The 13-term congresswoman handily won re-election by almost 70-points. And her top lieutenants say the party would file in line to support her if she wanted her top post again.
But Democrats fell far short of their goal of winning back the 25 seats needed to take control of the House thereby giving them a trifecta.
For Republicans, this is indeed their silver lining after Tuesday's debacle. But for Democrats, it exposes a major failing considering Americans re-elected a Democrat to the White House and expanded the party's lead in the Senate.
So what's in Leader Pelosi's future? (Aside from pressing charges on a suspect who burglarized her California vacation home on election night.) Our guess is that you'll likely see a retirement announcement.
The major question is when.
If she chooses to withhold her decision in the near future, it probably will be to avoid the news serving as a distraction during the important discussions to avert the so-called "fiscal cliff." Pelosi will want to be a part of any deliberations that involve entitlement cuts to champion her causes.
But if she's looking for an ideal time to exit, the next session may be appealing. Why? As the first woman to hold the gavel as Speaker of the House, she's seen as a trailblazer.
Also, women increased their ranks on Capitol Hill in the 2012 "Year of the Woman" election cycle. At least 77 women will serve in the House and 20 in the Senate in the 113th Congress -- the largest number ever.

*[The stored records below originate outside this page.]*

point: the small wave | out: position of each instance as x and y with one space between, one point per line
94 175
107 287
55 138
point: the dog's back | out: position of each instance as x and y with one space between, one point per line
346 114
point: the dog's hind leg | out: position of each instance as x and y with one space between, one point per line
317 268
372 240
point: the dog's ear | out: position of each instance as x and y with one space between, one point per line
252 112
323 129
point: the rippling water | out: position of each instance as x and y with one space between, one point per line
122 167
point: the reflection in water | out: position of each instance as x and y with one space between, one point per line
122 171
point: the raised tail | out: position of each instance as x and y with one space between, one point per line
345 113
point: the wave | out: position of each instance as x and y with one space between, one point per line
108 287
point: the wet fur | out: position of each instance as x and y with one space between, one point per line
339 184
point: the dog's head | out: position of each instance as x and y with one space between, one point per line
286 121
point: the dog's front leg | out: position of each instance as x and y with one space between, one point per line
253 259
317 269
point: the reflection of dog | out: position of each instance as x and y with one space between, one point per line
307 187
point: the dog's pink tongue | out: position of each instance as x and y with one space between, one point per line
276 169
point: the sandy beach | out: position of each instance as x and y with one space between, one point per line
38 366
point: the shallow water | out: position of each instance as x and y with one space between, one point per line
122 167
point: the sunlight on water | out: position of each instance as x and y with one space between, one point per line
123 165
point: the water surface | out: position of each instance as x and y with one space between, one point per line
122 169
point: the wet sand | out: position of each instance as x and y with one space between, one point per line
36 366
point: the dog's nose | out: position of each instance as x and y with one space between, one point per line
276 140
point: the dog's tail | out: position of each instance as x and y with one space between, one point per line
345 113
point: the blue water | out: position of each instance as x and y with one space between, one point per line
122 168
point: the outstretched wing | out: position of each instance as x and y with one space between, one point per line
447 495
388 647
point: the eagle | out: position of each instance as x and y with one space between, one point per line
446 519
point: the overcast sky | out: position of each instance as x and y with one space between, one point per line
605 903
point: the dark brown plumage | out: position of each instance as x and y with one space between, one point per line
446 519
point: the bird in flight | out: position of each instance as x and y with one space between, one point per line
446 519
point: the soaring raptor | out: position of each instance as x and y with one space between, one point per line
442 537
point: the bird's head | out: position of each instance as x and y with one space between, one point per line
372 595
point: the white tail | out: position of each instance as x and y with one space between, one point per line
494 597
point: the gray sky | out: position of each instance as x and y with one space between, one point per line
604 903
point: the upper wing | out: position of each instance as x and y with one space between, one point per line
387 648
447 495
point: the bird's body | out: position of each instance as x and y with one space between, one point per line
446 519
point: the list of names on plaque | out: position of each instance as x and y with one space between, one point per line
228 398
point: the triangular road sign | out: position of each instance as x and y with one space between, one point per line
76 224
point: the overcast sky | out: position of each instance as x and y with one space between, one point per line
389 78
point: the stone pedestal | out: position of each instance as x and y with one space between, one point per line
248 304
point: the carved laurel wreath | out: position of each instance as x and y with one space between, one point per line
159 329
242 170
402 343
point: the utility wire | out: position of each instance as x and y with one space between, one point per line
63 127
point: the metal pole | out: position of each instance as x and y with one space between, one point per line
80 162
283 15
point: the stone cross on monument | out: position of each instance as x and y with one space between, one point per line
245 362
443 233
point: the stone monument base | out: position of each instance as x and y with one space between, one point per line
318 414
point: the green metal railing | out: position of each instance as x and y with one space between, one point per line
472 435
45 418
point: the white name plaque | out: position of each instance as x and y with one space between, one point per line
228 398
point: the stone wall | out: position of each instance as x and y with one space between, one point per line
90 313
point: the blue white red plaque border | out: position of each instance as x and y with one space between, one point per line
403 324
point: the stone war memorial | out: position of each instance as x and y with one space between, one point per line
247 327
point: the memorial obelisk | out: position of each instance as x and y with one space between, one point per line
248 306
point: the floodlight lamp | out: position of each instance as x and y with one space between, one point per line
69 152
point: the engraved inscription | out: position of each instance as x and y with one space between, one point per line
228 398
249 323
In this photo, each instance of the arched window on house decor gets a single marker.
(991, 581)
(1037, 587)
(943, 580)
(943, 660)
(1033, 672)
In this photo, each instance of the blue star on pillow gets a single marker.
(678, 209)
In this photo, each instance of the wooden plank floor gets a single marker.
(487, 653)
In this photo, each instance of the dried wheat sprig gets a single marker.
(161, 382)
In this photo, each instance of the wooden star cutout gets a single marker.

Pelosi could use the huge gains as a springboard to suggest her work is done, pointing to a long list of accomplishments like passing the Lilly Ledbetter Fair Pay Act, health care, and possibly the re-extension of the Violence Against Women Act.
Don't be surprised if an announcement comes sometime between now and the first session of the 113th.
(For the record, we're not offering any suggestions ... it's just a theory since everyone seems to be playing the guessing game.)
On a side note, what's next for Mitt Romney after the election? Well, some already have begun his next campaign.
They're suggesting he use his business experience to work for President Obama as his next Secretary of the Treasury.
We at Beltway Buzz concede that the president did express wanting to work with Romney after the election, but we're pretty sure this scenario is not what he had in mind -- let alone, whether Gov. Romney would even consider working for the Obama administration.